| Binding Manual |
Contents
| Development Tools |
The RTXC software development environment is the IAR Embedded Workbench, and employs the IAR tool chain including the compiler, assembler, linker, and debugger.
| Compiler |
All distributed RTXC C source code has been compiled using the IAR compiler and uses some IAR extensions (eg. __arm, __noinit, __fiq) for optimal performance.
| Interrupt Level Philosophy |
By default, all RTXC tasks begin execution with the interrupts (IRQ and FIQ) enabled. When a task makes a kernel call, the kernel remains fully interruptible except for those critical regions where interrupts (IRQ) are temporarily masked. The FIQ interrupts are not masked by RTXC.
The FIQ interrupts can be masked by RTXC when the TOTAL_FIQ_CONTROL option is used. This option causes the kernel to globally mask the FIQ or F bit in the CPSR. The state of the F bit, on or off, can be modified at the task level by calling either clear_SVCFIQbit() and set_SVCFIQbit(), respectively. . The Nulltask in rtxcmain.c calls one of these two functions depending on the #define status of INIT_FIQ_ON constant found in the rtxcopts.h module. NOTE, the clear_SVCFIQbit() and set_SVCFIQbit() functions should only be called only from the task level and not called until after the application has been switched to the SVC mode. This global mask preserves the F bit status in the CPSR across modes and tasks.
During critical regions in the kernel, the kernel masks interrupts (IRQ) briefly, performs the critical operation and then restores the processor to the state that existed prior to masking interrupts. Interrupts that interrupt the kernel may in turn also be interrupted by other interrupts.
A task or interrupt handler may use interrupt control macros, DISABLE and ENABLE, (defined in .\rtxc\include\enable.h) to briefly mask IRQ interrupts for whatever purpose. The user should be aware that if a task, task A, masks interrupts and then makes a kernel call which causes a context switch to task B, then interrupts are enabled to that of the new task.
| Supported Reference Platforms |
All software in the RTXC distribution has been qualified on the Evaluator-7T and CSB337 Evaluation Boards. Below is a summary of the features of the reference platform:
Evaluator-7T using Macraigor OCD Wiggler.
- 50 MHz
- Timers 1 and 2- interrupt driven, default 10 ms
- Serial port - USER COM0 used as console (9600-N-1).
- Example FIQ handler
- 7 Segment Led Driver
CSB337 using J-Link USB.
- 180 MHz
- Timer 1 - interrupt driven, default 10 ms
- Serial port - Serial 1 used as console (38400-N-8-1).
- LED Driver for both upper and lower LED2 and upper LED1 (GPIO port B pins 0-2).
| Building and Using Projects |
The user should be familiar with the IAR Embedded Workbench.
Under the Examples directory in the RTXC Quadros distribution, there are two directories, Quadros_dm (Dual Mode) and Quadros_ss (Single Stack).

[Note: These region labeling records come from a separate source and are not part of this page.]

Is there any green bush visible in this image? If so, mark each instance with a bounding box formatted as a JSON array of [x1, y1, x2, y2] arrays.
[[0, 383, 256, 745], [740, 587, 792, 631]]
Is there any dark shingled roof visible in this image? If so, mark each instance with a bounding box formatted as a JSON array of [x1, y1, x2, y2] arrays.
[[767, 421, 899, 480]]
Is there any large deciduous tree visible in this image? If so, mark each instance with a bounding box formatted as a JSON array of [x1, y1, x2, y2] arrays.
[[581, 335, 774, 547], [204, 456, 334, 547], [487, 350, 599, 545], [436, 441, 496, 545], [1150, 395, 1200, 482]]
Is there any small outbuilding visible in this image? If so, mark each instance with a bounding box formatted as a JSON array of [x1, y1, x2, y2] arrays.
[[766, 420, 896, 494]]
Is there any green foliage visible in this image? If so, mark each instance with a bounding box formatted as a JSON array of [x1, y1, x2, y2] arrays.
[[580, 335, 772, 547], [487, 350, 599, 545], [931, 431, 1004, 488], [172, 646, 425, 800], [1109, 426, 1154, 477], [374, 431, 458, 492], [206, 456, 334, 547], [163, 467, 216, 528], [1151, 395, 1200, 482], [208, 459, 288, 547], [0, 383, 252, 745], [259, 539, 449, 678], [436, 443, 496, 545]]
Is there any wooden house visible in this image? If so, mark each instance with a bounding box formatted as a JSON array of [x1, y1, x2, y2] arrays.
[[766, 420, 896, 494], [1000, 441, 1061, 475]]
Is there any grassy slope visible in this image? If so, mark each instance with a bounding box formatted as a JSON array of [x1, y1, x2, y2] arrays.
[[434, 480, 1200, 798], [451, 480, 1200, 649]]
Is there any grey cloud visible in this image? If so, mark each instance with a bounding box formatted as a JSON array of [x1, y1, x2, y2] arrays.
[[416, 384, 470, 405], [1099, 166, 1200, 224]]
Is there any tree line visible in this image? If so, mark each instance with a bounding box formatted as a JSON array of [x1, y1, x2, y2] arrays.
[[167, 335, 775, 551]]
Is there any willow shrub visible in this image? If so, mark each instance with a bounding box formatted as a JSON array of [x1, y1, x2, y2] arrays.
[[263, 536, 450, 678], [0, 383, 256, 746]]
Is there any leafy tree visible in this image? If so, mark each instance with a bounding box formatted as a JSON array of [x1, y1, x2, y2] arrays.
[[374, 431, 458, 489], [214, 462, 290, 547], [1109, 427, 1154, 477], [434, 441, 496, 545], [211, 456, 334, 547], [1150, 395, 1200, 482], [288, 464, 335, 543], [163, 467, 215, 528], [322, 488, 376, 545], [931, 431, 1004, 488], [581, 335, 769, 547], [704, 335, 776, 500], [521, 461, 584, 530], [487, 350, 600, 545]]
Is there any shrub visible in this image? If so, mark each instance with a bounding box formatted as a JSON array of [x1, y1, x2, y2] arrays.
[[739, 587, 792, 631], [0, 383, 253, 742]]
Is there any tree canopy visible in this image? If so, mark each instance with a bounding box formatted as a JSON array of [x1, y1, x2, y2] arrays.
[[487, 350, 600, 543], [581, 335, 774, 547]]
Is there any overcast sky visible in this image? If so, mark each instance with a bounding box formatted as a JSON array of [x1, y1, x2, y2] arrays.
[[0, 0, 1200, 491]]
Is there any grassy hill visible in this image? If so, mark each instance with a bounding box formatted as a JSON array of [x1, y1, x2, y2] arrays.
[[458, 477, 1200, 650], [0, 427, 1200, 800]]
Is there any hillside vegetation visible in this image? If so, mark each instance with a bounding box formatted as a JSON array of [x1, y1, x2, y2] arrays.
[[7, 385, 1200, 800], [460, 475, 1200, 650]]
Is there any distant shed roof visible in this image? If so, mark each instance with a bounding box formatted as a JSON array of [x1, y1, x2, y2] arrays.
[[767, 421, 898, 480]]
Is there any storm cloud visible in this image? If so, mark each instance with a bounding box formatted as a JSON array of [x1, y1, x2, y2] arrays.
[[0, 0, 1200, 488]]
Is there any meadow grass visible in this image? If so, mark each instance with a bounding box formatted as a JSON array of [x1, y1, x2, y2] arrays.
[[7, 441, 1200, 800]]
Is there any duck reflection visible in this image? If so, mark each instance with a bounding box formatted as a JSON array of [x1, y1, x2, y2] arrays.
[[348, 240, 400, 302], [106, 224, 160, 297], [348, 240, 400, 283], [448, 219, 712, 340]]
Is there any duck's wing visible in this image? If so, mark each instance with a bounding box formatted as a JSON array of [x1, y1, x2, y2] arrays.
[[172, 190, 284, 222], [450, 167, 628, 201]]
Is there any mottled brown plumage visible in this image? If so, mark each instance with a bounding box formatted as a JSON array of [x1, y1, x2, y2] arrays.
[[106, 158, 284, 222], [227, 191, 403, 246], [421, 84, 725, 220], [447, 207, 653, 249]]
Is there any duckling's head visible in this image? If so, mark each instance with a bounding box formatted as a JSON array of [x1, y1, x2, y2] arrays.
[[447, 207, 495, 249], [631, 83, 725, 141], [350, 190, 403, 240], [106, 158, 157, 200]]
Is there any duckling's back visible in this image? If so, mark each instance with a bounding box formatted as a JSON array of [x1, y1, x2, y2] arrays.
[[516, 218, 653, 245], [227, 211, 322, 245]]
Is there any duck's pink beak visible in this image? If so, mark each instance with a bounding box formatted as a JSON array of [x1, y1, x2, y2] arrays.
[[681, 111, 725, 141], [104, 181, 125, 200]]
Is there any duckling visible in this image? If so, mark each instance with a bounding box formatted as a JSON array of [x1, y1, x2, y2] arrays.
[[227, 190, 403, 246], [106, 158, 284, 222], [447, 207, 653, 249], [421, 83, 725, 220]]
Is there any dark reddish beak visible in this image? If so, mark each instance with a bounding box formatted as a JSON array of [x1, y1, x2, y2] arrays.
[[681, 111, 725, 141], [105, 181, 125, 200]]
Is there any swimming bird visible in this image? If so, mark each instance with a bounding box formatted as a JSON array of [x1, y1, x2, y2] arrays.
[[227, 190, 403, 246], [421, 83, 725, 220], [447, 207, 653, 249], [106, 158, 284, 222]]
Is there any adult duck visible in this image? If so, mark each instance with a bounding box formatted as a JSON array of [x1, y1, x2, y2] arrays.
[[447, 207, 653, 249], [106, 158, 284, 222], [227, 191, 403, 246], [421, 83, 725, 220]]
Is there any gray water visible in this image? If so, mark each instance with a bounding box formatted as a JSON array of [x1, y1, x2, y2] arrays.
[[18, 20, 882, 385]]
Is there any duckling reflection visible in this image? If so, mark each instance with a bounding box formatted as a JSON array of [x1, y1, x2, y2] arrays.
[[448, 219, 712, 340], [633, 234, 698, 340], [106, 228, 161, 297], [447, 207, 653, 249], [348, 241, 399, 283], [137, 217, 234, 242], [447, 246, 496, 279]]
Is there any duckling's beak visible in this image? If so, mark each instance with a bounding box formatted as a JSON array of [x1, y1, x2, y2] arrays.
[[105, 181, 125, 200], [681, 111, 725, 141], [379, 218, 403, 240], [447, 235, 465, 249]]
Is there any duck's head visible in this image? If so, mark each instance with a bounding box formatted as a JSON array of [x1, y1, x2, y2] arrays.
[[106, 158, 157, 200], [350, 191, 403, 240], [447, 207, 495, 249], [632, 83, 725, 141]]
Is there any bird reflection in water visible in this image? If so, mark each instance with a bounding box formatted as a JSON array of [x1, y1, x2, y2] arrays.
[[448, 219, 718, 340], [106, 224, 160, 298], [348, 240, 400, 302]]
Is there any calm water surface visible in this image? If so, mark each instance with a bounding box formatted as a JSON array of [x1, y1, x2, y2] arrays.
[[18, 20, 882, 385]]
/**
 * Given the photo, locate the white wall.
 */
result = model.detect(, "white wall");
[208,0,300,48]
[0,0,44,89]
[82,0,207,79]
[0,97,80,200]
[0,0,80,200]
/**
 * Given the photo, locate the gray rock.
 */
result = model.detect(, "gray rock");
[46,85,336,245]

These each contain a Projects subdirectory, containing the top-level workspace files called Quadros_dm.eww and Quadros_Ss.eww The workspace files contain program projects for each supported reference platform. Each of these program projects contains two nodes, one for pure ARM mode and one for interworking with Thumb mode.
The files in the Source\MsApi subdirectory are provided for convenience, but are not essential. The Source\Kernel subdirectory contains a file, Rtxcapi.c, that has the same code as the MsApi files. For this binding, compiling the Rtxcapi.c file is faster than compiling all the separate files, so you may remove the MSapi folder if you so desire.